In simple words: For both parts, we first changed the repeating digit sums into a pattern of powers of 10 minus 1. Then, we used the formula for the sum of a geometric progression and a simple sum of 1s to find the total sum for \( n \) terms.
๐ฏ Exam Tip: These types of series problems are common. Always remember the trick of multiplying and dividing by 9 (or a similar number) to convert the terms into powers of 10 minus 1, which then allows you to use GP sum formulas.
Question 4. Compute the sum of first n terms of \( 1 + (1 + 4) + (1 + 4 + 4^2) + (1 + 4 + 4^2 + 4^3) + \dots \)
Answer: The given series is \( 1 + (1 + 4) + (1 + 4 + 4^2) + (1 + 4 + 4^2 + 4^3) + \dots \)
Let's find the \( n^{th} \) term of the series, denoted as \( T_n \).
The \( n^{th} \) term is \( T_n = 1 + 4 + 4^2 + 4^3 + \dots + 4^{n-1} \).
This is a geometric progression with first term \( a = 1 \), common ratio \( r = 4 \), and \( n \) terms.
The sum of a GP is \( S_{GP} = \frac{a(r^n - 1)}{r - 1} \).
So, \( T_n = \frac{1(4^n - 1)}{4 - 1} \)
\( T_n = \frac{4^n - 1}{3} \)
Now, we need to find the sum of the first \( n \) terms of the main series, \( S_n \).
\( S_n = \sum_{k=1}^{n} T_k = \sum_{k=1}^{n} \frac{4^k - 1}{3} \)
\( S_n = \frac{1}{3} \sum_{k=1}^{n} (4^k - 1) \)
\( S_n = \frac{1}{3} \left[ \sum_{k=1}^{n} 4^k - \sum_{k=1}^{n} 1 \right] \)
The first part \( \sum_{k=1}^{n} 4^k = (4^1 + 4^2 + 4^3 + \dots + 4^n) \) is a geometric progression with first term \( a = 4 \), common ratio \( r = 4 \), and \( n \) terms.
Its sum is \( S'_{GP} = \frac{4(4^n - 1)}{4 - 1} = \frac{4(4^n - 1)}{3} \).
The second part \( \sum_{k=1}^{n} 1 = n \).
Substitute these back into the expression for \( S_n \):
\( S_n = \frac{1}{3} \left[ \frac{4(4^n - 1)}{3} - n \right] \)
\( S_n = \frac{1}{9} [4(4^n - 1) - 3n] \)
This expression gives the sum of the first \( n \) terms of the series. This type of problem often involves finding a general term that is itself a sum.
In simple words: First, we looked at each part of the main series and realized that each part is a smaller pattern (a geometric series) itself. We found a general formula for this smaller pattern. Then, we summed up all these general formulas to get the total sum for the whole series.

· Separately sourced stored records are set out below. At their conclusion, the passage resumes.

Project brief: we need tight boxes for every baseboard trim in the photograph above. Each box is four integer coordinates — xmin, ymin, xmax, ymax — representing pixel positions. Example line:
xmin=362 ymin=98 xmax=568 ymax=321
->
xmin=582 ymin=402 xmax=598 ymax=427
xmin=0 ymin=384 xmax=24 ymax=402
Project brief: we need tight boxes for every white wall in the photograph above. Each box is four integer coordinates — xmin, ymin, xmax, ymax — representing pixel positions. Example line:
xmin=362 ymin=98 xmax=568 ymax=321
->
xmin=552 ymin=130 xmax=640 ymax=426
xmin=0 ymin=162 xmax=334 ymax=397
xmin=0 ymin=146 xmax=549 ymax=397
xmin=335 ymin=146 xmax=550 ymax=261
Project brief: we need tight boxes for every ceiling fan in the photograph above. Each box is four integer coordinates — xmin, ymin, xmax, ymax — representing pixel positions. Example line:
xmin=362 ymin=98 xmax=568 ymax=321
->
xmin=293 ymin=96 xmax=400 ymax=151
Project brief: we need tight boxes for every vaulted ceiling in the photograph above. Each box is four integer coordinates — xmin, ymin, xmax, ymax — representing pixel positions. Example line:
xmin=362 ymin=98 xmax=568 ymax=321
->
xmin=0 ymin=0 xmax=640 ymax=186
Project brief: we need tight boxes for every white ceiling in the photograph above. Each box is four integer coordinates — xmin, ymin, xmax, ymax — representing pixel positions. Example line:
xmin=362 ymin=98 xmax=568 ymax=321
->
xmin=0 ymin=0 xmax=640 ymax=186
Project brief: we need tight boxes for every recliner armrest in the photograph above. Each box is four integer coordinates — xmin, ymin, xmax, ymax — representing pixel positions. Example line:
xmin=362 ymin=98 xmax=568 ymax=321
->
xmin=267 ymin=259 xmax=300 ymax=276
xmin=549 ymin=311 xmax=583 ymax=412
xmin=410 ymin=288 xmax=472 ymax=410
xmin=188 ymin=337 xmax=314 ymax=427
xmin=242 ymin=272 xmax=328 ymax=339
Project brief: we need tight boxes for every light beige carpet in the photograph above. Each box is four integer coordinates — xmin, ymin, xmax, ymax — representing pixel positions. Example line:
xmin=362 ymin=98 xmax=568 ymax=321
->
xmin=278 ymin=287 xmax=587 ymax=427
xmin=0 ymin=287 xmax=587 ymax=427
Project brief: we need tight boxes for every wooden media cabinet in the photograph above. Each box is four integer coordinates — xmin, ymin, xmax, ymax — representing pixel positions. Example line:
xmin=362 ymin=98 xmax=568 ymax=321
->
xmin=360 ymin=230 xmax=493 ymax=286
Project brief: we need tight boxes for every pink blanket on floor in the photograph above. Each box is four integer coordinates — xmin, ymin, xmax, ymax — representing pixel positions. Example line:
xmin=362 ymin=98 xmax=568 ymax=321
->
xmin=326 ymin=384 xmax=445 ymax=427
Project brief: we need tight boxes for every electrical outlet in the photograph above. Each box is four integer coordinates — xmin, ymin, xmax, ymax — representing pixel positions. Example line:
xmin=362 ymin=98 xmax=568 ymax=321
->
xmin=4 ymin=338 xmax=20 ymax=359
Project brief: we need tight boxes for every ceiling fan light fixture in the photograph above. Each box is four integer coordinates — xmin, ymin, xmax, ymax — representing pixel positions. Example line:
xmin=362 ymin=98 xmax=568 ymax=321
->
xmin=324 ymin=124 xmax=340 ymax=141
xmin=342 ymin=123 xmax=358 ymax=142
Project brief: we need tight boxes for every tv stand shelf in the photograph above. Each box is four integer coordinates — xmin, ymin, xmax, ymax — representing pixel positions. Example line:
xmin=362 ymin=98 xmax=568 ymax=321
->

๐ฏ Exam Tip: When a series's terms are themselves sums, always find the \( n^{th} \) term first by summing the inner series. Then, sum these \( n^{th} \) terms to find the overall series sum. It helps to separate the terms into two distinct sums before applying the formulas.
Question 5. Find the general terms and sum to n terms of the sequence \( 1, \frac{4}{3}, \frac{7}{9}, \frac{10}{27}, \dots \)
Answer: The given sequence is \( 1, \frac{4}{3}, \frac{7}{9}, \frac{10}{27}, \dots \)
Let's examine the numerators and denominators separately.
Numerators: \( 1, 4, 7, 10, \dots \)
This is an Arithmetic Progression (AP) with first term \( a = 1 \) and common difference \( d = 4 - 1 = 3 \).
The \( n^{th} \) term of this AP is \( a_n = a + (n - 1)d = 1 + (n - 1)3 = 1 + 3n - 3 = 3n - 2 \).
Denominators: \( 1, 3, 9, 27, \dots \) (The first term is \( 1 = 3^0 \), then \( 3^1, 3^2, 3^3 \), etc.)
This is a Geometric Progression (GP) with first term \( A = 1 \) and common ratio \( R = 3 \).
The \( n^{th} \) term of this GP is \( A_n = AR^{n-1} = 1 \cdot 3^{n-1} = 3^{n-1} \).
So, the general \( n^{th} \) term of the given sequence, \( T_n \), is the \( n^{th} \) term of the numerator divided by the \( n^{th} \) term of the denominator:
\( T_n = \frac{3n - 2}{3^{n-1}} \)
This sequence is an Arithmetico-Geometric Sequence.
The sum to \( n \) terms of an Arithmetico-Geometric Sequence is given by the formula:
\( S_n = \frac{a - (a+(n-1)d)r^n}{1-r} + dr \frac{1-r^{n-1}}{(1-r)^2} \)
In this problem:
The AP part is \( 1, 4, 7, \dots \) so \( a_{AP} = 1, d_{AP} = 3 \).
The GP part is \( 1, \frac{1}{3}, \frac{1}{9}, \dots \) (if we rewrite the terms as \( 1 \cdot 1, 4 \cdot \frac{1}{3}, 7 \cdot \frac{1}{9}, \dots \))
So, for the combined sequence, the first term \( a = 1 \), common difference of AP part \( d = 3 \), and common ratio of GP part \( r = \frac{1}{3} \).
Substitute these values into the formula for \( S_n \):
\( S_n = \frac{1 - (1 + (n-1)3)\left(\frac{1}{3}\right)^n}{1 - \frac{1}{3}} + 3 \left(\frac{1}{3}\right) \frac{1 - \left(\frac{1}{3}\right)^{n-1}}{\left(1 - \frac{1}{3}\right)^2} \)
Simplify the denominator \( 1 - \frac{1}{3} = \frac{2}{3} \).
\( S_n = \frac{1 - (1 + 3n - 3)\left(\frac{1}{3^n}\right)}{\frac{2}{3}} + 1 \cdot \frac{1 - \frac{1}{3^{n-1}}}{\left(\frac{2}{3}\right)^2} \)
\( S_n = \frac{3}{2} \left[1 - \frac{3n - 2}{3^n}\right] + \frac{1 - \frac{1}{3^{n-1}}}{\frac{4}{9}} \)
\( S_n = \frac{3}{2} \left[\frac{3^n - (3n - 2)}{3^n}\right] + \frac{9}{4} \left[1 - \frac{1}{3^{n-1}}\right] \)
\( S_n = \frac{3^n - 3n + 2}{2 \cdot 3^{n-1}} + \frac{9}{4} \left[\frac{3^{n-1} - 1}{3^{n-1}}\right] \)
\( S_n = \frac{3^n - 3n + 2}{2 \cdot 3^{n-1}} + \frac{3^2}{4} \frac{3^{n-1} - 1}{3^{n-1}} \)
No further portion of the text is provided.